I write this column, sitting in my kitchen, watching the horror unfold in Libya.
Benghazi and Zintran are under attack by Gaddafi, the security forces are out in strength in the Yemen, Saudi troops are on the streets of Bahrain.
A revolution appears underway in the Middle East. It is a pivotal and prodigious moment for the region and its people.
On Monday, MPs were asked to support the use of British troops and contribute to an international effort to protect civilians in Libya.
I supported that decision, but did not do so lightly. Any decision that knowingly places our soldiers at risk, cannot be made without incredible soul-searching.

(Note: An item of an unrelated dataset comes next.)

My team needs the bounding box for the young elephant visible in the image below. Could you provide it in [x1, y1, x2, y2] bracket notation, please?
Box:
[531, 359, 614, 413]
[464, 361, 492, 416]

Some of you, I know, will be unhappy with the decision I made, fearing our intervention in Libya is another Iraq or Afghanistan. This was not a vote for an invasion, but an attempt to help millions caught in the middle of a bloody revolution.
I believe in intervention to save lives, not to grab land, oil or wealth for ourselves. I do believe that war can be just and that we were right to intervene in Kosovo and Sierra Leone to stop the mass murder of many of its people.
In a speech in 2009, Gordon Brown spoke of a ten-year-old Rwandan boy called David. He was tortured to death. His last words were, "Don't worry - the United Nations will come for us." But we never did.
As we commemorate Armistice Day, we often say, "Never again!" These words must stand for something, but it isn’t pacifism.
Human rights are universal; the world must not look the other way.